Monday, March 27, 2006

Separating the Wheat From the Tares

Meanwhile, as Mexicans stream across our southern border unimpeded, keen-eyed immigration officials espy an obvious imposter:

When Indonesian Yose Rizal applied for religious asylum in the U.S., explaining that he had been beaten, fired, and threatened with death because of his Christian faith, and that his church had been burned by local Muslims, U.S. immigration lawyers asked him where Jesus had been crucified. "Bethlehem," Rizal answered. What disciples wrote the New Testament, they asked. He did not remember.

"Do you know who denied knowing Jesus after the crucifixion?" the lawyer pressed.

"Like whenever it comes to the details of the Bible stories, I cannot really recall everything in detail because basically what I learned was what's good and what's evil," Rizal answered.

"Sir, are you trying to tell me you don't know the answer to the question I asked you?" the lawyer said.

"I swear, I just learned about this story from the Bible but I don't really remember everything in detail because what I really remember was the teaching of what's good and what's evil, like you may not kill, you may not hurt people, and I just enjoy going to church to listen to the preachers."

"Give him something a little easier," the immigration judge told the government lawyer.

The lawyer went to the Old Testament: "Who was Moses?"

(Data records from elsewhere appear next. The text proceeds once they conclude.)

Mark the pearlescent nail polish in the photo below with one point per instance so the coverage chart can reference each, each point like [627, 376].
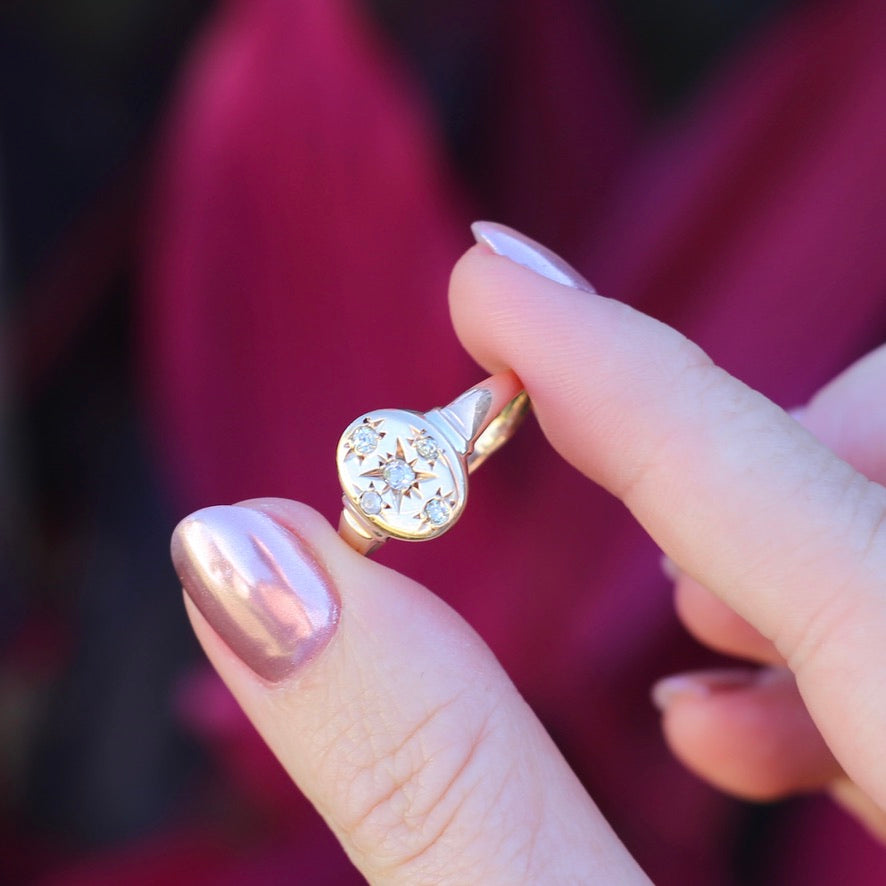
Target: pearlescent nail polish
[524, 251]
[258, 586]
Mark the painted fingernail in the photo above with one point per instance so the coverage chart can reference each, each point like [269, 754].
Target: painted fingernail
[258, 586]
[519, 248]
[701, 684]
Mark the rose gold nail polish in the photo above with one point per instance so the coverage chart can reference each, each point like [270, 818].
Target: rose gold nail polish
[258, 586]
[525, 251]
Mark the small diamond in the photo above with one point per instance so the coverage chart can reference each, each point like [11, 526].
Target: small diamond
[398, 475]
[427, 448]
[437, 511]
[370, 502]
[364, 439]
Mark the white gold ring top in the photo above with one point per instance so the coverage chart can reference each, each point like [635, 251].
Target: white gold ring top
[404, 474]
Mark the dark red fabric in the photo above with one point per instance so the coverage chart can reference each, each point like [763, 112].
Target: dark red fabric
[296, 260]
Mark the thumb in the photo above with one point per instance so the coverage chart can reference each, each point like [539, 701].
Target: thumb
[385, 708]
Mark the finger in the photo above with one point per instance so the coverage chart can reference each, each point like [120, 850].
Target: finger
[848, 415]
[732, 488]
[746, 732]
[385, 708]
[719, 626]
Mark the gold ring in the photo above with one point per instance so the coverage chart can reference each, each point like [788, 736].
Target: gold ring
[404, 474]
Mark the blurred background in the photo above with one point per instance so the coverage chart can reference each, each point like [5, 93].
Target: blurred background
[215, 216]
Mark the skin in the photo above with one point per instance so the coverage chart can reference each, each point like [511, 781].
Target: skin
[422, 756]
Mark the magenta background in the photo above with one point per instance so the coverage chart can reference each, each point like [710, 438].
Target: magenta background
[303, 223]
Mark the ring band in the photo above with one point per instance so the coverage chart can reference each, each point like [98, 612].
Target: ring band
[404, 474]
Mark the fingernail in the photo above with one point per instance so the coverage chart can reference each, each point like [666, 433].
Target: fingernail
[258, 586]
[701, 684]
[519, 248]
[669, 567]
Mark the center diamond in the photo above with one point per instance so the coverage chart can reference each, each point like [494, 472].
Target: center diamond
[398, 475]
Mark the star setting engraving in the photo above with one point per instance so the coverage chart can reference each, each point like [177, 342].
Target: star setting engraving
[400, 477]
[364, 439]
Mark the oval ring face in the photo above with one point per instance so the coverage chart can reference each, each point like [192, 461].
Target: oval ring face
[401, 475]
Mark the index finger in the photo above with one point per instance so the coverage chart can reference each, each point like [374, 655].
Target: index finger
[731, 487]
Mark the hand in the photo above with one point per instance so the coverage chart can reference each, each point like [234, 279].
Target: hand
[397, 722]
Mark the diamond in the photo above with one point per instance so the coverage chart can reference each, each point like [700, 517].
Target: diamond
[364, 439]
[437, 511]
[427, 448]
[398, 475]
[370, 502]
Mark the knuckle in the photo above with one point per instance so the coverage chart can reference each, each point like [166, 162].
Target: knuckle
[840, 607]
[424, 788]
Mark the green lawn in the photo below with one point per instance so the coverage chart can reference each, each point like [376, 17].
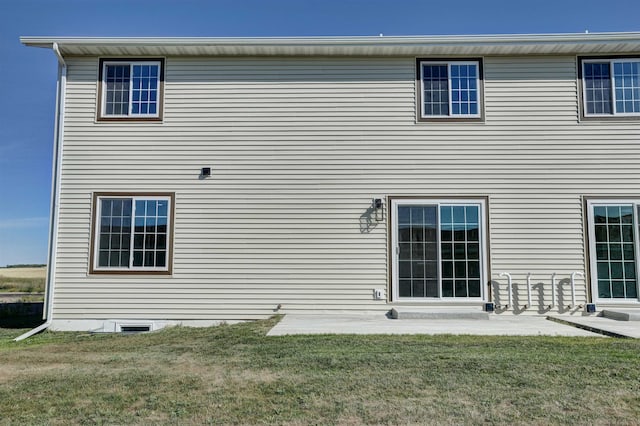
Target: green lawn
[237, 375]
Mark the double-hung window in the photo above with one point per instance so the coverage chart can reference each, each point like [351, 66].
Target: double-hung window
[450, 89]
[132, 233]
[610, 87]
[131, 89]
[613, 247]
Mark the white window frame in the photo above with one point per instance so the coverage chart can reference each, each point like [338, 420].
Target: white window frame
[593, 265]
[451, 115]
[96, 233]
[481, 203]
[130, 114]
[612, 87]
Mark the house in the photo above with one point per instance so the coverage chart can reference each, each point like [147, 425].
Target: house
[199, 180]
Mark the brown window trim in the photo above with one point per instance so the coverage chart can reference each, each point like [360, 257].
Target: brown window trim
[94, 226]
[450, 119]
[610, 117]
[99, 113]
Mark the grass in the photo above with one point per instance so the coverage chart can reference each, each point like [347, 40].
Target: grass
[237, 375]
[26, 280]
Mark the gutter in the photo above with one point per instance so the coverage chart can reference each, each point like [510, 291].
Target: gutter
[55, 197]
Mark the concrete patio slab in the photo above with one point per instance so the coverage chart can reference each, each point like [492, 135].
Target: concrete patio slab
[378, 323]
[602, 325]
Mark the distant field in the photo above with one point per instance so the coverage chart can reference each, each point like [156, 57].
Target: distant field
[28, 280]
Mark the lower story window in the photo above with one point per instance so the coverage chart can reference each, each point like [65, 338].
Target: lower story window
[438, 249]
[613, 241]
[132, 233]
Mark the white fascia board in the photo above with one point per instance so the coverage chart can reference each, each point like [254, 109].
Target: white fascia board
[384, 45]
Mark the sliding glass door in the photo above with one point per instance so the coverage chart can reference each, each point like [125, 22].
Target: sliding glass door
[438, 249]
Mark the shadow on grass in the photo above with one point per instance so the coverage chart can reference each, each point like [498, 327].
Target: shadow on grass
[20, 315]
[30, 321]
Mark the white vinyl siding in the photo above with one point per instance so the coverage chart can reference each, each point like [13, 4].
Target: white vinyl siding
[298, 148]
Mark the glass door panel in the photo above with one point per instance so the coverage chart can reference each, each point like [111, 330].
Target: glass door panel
[418, 246]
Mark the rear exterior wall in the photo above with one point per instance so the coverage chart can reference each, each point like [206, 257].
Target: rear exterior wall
[298, 148]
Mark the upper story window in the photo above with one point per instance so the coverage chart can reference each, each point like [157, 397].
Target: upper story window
[610, 87]
[450, 89]
[131, 89]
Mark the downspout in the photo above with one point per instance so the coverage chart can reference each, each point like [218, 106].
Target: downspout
[55, 197]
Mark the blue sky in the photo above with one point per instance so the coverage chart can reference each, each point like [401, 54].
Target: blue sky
[28, 75]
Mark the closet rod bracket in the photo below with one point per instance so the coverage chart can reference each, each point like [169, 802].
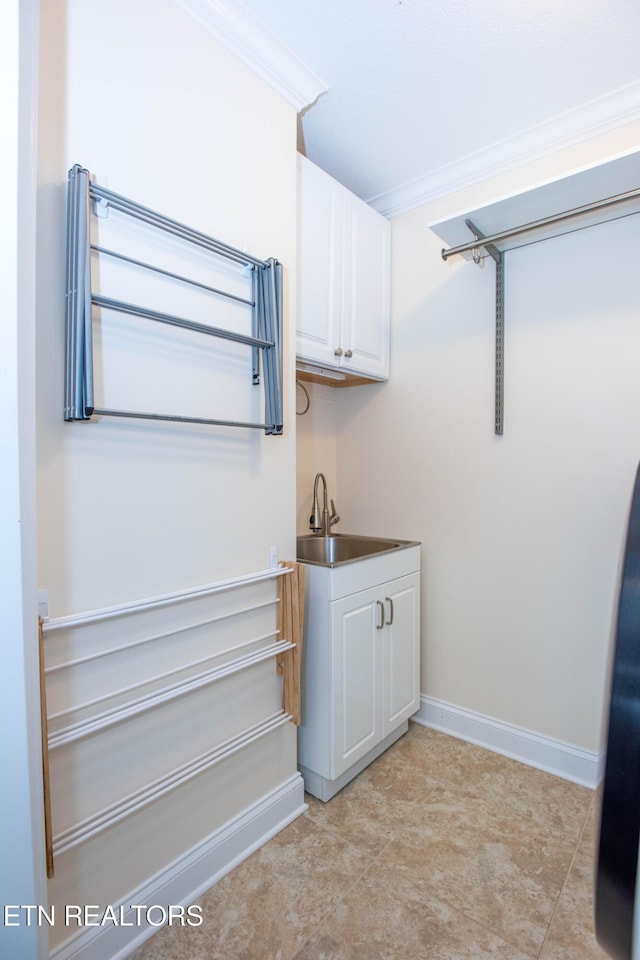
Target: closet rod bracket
[498, 258]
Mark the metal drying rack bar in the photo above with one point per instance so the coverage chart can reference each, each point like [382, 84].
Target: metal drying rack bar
[265, 304]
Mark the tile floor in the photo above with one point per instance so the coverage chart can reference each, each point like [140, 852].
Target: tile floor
[438, 851]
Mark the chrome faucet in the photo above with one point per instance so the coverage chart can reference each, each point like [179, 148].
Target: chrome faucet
[322, 522]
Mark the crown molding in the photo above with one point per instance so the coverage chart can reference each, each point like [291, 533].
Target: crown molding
[240, 32]
[595, 117]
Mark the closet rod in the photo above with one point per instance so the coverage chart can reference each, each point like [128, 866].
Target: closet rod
[543, 222]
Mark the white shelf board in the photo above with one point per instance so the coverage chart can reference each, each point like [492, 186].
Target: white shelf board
[614, 177]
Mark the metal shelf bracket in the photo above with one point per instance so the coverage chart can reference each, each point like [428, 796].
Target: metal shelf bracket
[498, 257]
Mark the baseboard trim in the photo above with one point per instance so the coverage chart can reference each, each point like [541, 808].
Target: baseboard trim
[183, 881]
[553, 756]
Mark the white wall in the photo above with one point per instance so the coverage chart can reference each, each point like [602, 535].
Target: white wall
[22, 879]
[317, 449]
[142, 95]
[521, 534]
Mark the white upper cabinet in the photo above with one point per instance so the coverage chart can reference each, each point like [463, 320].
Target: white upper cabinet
[343, 278]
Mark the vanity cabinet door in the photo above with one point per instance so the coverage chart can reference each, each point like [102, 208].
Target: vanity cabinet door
[357, 651]
[400, 651]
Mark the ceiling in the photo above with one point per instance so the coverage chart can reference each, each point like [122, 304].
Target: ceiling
[417, 85]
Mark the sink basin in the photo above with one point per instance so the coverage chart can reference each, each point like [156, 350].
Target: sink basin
[344, 548]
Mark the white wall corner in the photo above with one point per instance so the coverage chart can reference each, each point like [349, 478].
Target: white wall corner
[237, 29]
[599, 116]
[553, 756]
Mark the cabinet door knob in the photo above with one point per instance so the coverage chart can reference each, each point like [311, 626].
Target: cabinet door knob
[390, 602]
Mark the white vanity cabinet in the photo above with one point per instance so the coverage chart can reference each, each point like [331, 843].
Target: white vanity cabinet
[361, 665]
[343, 315]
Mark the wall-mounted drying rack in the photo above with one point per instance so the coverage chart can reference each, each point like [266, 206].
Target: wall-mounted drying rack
[616, 181]
[264, 301]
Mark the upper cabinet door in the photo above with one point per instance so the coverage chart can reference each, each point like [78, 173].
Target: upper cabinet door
[365, 289]
[343, 278]
[320, 200]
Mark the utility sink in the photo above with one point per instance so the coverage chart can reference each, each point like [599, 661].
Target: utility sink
[344, 548]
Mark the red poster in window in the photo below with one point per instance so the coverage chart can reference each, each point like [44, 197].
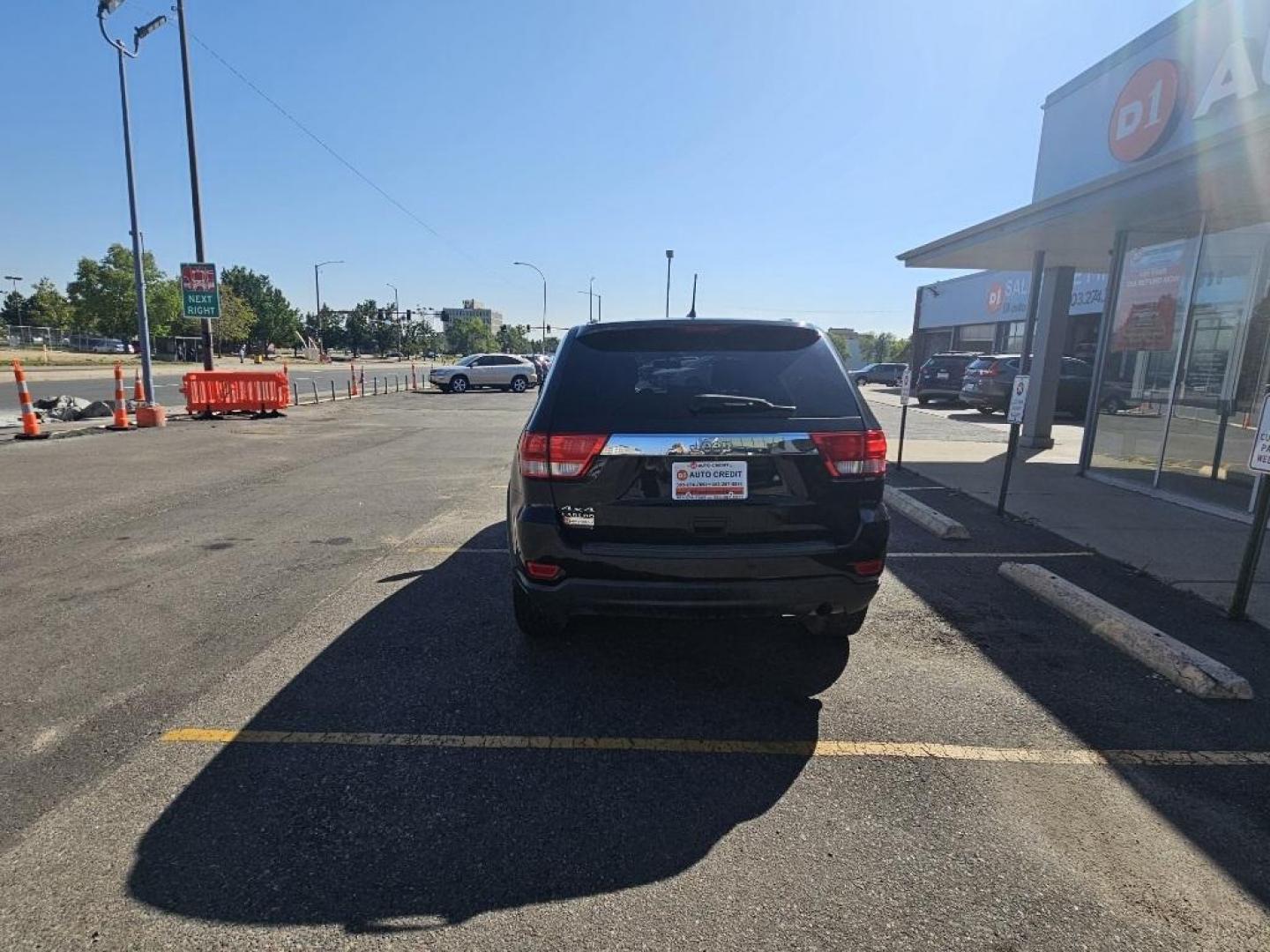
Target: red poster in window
[1146, 311]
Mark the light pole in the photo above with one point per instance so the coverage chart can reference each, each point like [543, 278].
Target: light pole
[526, 264]
[397, 312]
[318, 267]
[205, 325]
[104, 9]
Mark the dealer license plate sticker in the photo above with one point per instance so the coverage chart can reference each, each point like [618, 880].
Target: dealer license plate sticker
[709, 479]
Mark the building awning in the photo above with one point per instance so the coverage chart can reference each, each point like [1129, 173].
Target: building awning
[1227, 176]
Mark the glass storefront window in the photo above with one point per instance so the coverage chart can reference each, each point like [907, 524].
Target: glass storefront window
[1221, 372]
[1186, 365]
[1142, 351]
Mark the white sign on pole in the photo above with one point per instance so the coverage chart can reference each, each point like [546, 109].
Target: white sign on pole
[1019, 398]
[1259, 460]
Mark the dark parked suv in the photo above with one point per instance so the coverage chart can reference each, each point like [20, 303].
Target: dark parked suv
[989, 381]
[698, 469]
[940, 377]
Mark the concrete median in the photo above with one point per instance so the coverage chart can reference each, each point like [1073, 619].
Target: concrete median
[1189, 669]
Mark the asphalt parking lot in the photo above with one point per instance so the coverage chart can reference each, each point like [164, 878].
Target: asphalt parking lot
[263, 689]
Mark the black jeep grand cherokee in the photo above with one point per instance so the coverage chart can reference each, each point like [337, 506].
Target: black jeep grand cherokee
[698, 469]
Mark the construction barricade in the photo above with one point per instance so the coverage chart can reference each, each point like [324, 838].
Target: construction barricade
[236, 391]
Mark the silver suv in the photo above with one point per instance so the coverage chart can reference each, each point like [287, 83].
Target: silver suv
[502, 371]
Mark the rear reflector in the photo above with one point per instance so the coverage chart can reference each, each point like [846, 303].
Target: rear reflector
[873, 566]
[542, 571]
[852, 453]
[562, 456]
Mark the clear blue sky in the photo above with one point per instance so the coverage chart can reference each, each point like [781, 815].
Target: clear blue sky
[787, 150]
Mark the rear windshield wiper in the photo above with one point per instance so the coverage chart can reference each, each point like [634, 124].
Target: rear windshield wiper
[730, 403]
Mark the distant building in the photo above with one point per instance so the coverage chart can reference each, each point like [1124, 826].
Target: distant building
[493, 320]
[848, 346]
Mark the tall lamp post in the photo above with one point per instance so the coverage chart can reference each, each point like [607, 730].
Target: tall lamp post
[669, 257]
[526, 264]
[205, 325]
[104, 9]
[397, 312]
[322, 342]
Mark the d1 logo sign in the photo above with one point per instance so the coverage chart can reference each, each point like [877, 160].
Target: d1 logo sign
[1146, 111]
[996, 297]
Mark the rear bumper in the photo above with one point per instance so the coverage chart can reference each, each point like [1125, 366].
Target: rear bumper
[934, 390]
[997, 401]
[698, 580]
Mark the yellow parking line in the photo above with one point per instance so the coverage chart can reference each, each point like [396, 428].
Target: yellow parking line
[1079, 756]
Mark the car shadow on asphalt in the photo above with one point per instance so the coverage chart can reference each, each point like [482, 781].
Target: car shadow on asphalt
[389, 838]
[1100, 695]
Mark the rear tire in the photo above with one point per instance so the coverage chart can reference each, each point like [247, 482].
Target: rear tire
[534, 621]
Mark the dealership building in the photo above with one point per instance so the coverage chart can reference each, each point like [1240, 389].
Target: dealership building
[1148, 240]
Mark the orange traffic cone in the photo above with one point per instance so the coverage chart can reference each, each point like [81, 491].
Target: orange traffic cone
[29, 421]
[121, 401]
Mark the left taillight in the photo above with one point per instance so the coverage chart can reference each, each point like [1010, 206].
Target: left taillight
[562, 456]
[852, 453]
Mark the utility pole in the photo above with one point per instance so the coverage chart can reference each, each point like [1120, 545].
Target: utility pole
[205, 325]
[318, 267]
[104, 9]
[669, 257]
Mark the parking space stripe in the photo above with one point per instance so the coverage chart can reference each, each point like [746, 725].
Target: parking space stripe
[1074, 756]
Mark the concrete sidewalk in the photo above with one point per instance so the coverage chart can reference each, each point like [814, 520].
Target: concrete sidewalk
[1183, 547]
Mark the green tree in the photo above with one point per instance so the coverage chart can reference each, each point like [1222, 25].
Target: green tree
[276, 320]
[469, 335]
[14, 308]
[49, 306]
[103, 294]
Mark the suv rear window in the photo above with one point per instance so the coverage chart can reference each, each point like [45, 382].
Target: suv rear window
[947, 363]
[646, 378]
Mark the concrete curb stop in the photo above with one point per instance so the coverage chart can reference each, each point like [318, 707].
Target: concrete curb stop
[1189, 669]
[934, 522]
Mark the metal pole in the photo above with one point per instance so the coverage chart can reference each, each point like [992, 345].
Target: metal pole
[903, 424]
[1024, 367]
[138, 271]
[669, 257]
[1251, 553]
[205, 325]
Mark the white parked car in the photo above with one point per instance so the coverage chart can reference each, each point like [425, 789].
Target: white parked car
[502, 371]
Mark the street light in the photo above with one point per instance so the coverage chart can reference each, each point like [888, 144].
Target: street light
[397, 314]
[195, 193]
[322, 343]
[526, 264]
[669, 256]
[600, 306]
[104, 9]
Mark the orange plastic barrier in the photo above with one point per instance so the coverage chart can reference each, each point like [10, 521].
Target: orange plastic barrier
[228, 391]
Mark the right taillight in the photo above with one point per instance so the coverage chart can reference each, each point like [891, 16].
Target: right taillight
[562, 456]
[852, 453]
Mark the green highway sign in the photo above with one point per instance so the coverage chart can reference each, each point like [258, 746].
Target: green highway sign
[199, 294]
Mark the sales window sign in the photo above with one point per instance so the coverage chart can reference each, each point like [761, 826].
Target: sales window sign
[199, 292]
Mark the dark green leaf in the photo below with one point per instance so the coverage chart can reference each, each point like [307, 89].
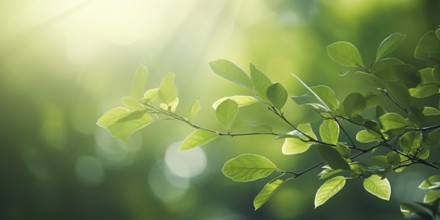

"Moses was born by Miriam," Rizal said, incorrectly identifying Moses' older sister.

"And who prepared the Ten Commandments?"

"Jesus."

"You got that backwards," the lawyer said.

Rizal protested, describing his baptism. "[T]hey have some kind of wording, some kind of words before then, whether we really have the intention of being a Christian, whether we were ready or not and then after that, the preacher spread some holy water and then prayed, we prayed together."

"Do you have any other questions?" the judge finally said. "Because I think I've heard enough."

The government lawyer said that, yes, he had more questions, because Rizal "hasn't testified at all today regarding any of the [events] of persecution."

"Well, if I don't find he's a Christian, I don't even think it's necessary," the judge replied. Indeed in his decision denying Rizal asylum, the immigration judge ruled that the Indonesian "provided no evidence to corroborate his purported identity as a Christian....[He] also failed to persuade the Court of the genuineness of his professed Christian faith based on his inability to demonstrate basic knowledge of Christianity. For example, he identified Jesus as the preparer of the Ten Commandments and he identified Moses as the son of Mary."

Hah! Caught the rogue in a tissue of lies and ignorance. That'll teach a lesson to these ignorant third-world types who think they can fool an immigration judge with all that twaddle about Christianity being a love-affair, a romance with Christ. Everyone knows, especially the judge, that Christianity is really an ecclesiastical motor vehicle code that you have to learn just like a 16 year-old getting ready to take the test for her driver's license. If you know the facts well, then, you're a Christian. If you love Jesus, but don't know who wrote the Ten Commandments then you deserve to be sent back to the Muslim hell from which you came. The Body of Christ needs more such vigilance.

Actually, he identified him as the son of Miriam, the 2nd U.S. Circuit Court of Appeals noted in a Tuesday decision. And that's not the only point the appeals court corrected the immigration judge on. The immigration judge "appears to have erroneously viewed Rizal's lack of detailed doctrinal knowledge about Christianity as automatically rendering incredible his claim of religious persecution, without assessing the genuineness of Rizal's asserted Christian self-identification and his claim that others perceived him as a Christian and had persecuted him on that basis," Judge Robert Katzmann wrote for the court.

Doctrinal knowledge isn't a prerequisite for persecution, the court said, so it shouldn't be a prerequisite for asylum. "Both history and common sense make amply clear that people can identify with a certain religion, notwithstanding their lack of detailed knowledge about that religion's doctrinal tenets, and that those same people can be persecuted for their religious affiliation. Such individuals are just as eligible for asylum on religious persecution grounds as are those with more detailed doctrinal knowledge." The appeals court ordered the lower immigration courts to reconsider the asylum case. Rizal's lawyer notes that the Indonesian may be able to stay in the country a lot longer than earlier thought: Over the course of the appeals process, he married an American. An Associated Press story ends with a nice touch: "The pair ... met at church."

A refreshing breeze of common sense blows through the halls of the 2nd Court of Appeals. Thank God. Now if only they could bottle it and send some along to those immigration lawyers and the judge who heard the original case.